Since the parent lock obtained during modifying metadata operations on MDS is not passed to the client, the is no protocol change.
The ldlm policy descriptor in the wire structure also has enough space to accommodate 64 bits of hash value.
As a result the MDS threads would stop blocking on shared directory operations with the exception of a case where multiple threads attempt to create the same file. This usecase will need to be addressed separately.
Downsides:
The lock resource on MDS corresponding to the parent directory lock in which shared operations are performed will accumulate a lot of locks (one for each modifying name in a dir) and their traversal might become cpu-consuming as number of modification grows.
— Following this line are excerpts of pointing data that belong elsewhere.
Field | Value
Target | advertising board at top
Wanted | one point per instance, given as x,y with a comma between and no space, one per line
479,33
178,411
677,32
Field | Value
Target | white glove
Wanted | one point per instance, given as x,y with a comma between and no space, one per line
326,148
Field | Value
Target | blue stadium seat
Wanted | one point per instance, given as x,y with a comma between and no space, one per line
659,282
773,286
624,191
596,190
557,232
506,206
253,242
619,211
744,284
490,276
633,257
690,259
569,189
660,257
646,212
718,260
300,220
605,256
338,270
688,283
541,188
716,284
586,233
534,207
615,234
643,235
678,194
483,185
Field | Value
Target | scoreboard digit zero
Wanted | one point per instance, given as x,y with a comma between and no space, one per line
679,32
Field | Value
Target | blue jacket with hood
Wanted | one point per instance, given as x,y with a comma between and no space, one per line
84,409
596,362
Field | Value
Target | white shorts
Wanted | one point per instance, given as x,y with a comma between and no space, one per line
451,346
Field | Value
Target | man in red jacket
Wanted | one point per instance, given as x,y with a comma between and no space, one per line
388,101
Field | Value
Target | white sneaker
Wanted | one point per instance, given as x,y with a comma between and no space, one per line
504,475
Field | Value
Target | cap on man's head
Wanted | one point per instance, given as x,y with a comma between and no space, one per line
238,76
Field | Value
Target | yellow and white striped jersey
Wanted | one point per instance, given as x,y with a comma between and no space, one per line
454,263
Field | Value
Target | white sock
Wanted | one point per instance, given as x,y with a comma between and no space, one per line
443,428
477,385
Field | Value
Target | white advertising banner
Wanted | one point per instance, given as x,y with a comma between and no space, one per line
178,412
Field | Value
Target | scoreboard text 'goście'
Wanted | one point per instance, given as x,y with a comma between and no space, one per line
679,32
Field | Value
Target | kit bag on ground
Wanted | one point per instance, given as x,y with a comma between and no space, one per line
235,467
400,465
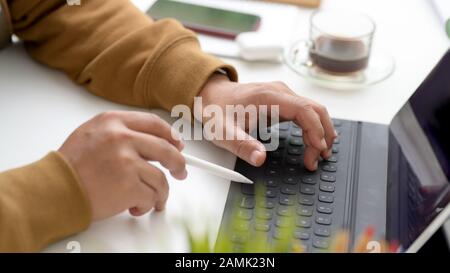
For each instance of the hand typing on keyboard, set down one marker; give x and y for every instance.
(313, 118)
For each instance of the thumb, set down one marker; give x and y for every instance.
(245, 147)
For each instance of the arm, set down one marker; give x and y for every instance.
(115, 50)
(151, 64)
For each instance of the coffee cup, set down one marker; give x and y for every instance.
(340, 42)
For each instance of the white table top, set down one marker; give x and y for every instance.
(40, 107)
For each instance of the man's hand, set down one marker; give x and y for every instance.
(313, 118)
(110, 153)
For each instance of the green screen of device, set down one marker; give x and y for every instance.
(200, 16)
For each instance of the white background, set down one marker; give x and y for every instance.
(40, 107)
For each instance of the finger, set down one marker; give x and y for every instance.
(155, 179)
(144, 200)
(311, 156)
(301, 111)
(327, 123)
(153, 148)
(153, 125)
(325, 119)
(245, 147)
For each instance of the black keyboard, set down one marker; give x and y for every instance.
(313, 202)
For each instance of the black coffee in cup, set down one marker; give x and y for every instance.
(338, 55)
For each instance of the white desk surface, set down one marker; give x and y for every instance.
(40, 107)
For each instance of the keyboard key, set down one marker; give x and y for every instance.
(332, 159)
(295, 151)
(329, 168)
(262, 226)
(245, 214)
(238, 248)
(327, 177)
(293, 160)
(284, 222)
(270, 193)
(283, 126)
(284, 211)
(324, 208)
(289, 189)
(291, 169)
(276, 154)
(271, 171)
(264, 214)
(301, 234)
(326, 198)
(280, 234)
(296, 132)
(267, 203)
(274, 163)
(323, 220)
(322, 231)
(326, 187)
(305, 211)
(248, 189)
(306, 200)
(290, 180)
(282, 135)
(287, 200)
(295, 141)
(309, 180)
(242, 225)
(247, 202)
(321, 243)
(307, 189)
(337, 123)
(239, 238)
(304, 223)
(272, 182)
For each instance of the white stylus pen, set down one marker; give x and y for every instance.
(216, 169)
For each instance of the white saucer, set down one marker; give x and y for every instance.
(380, 67)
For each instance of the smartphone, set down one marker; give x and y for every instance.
(206, 20)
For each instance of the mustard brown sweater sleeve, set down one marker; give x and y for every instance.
(116, 52)
(40, 203)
This problem can be significantly compounded should the Commit on Share (COS) logic be implemented in 1.8 codebase later on as that lets locks in the resource accumulate for several seconds until underlying filesystem commits the transactions instead just for the duration of an RPC round-trip for the rep-ack process.
Still in the absence of COS logic the end-result should be better compared to current behavior as a forward progress could be made on multiple CPUs.
UNMEASURED: large SMP systems need to be tested separately to see how data pingpong between CPUs iterating locks on the resource affects overall performance in the face of a lot of clients doing shared-dire creates/unlinks.
Alternatives:
An approach implemented in 2.0+ code could be adopted where instead of a value in inodebits policy the hash value for the name being modified would be used as part of the resource name. This would totally erase the downsides listed with the first method.
This approach would is like this: for every modifying operation two locks would need to be taken. One exclusive lock with the modified resource to protect against concurrent operations on the same name and the other lock just on the parent resource id in a "semi-shared" way so that multiple MDS threads could obtain compatible locks, but the lock used by clients to guard READDIR pages would be conflicting.
Since all modifying metadata operations would need to take two locks on server now, the obvious downside of this approach is the cpu utilization on MS would grow and metadata operations not done in a shared directory would still be somewhat penalized with the extra lock.
UNMEASURED: but possible that on large SMP systems the overhead from cpu data and spinlock-pingpong in case of shared-dir modifications might be quite substantial.
Protocol compatibility for this alternative approach is still not a concern since clients currently obtain PR lock on the parent directory, and so if the server threads to use CW lock on the parent dir, they would not be conflicting between themselves, but would conflict with PR locks held by clients.
Out of scope:
Modification of vfs and backend filesystem allowing parallel processing of multiple modifying requests within a single directory in parallel. (so called pdirops patch).
Useful information:
ldlm modifications outlined for the 1st approach are implemented in bug 21660 (patch id 30074) for 2.0 codebase that should be pretty similar to 1.8 in ldlm area.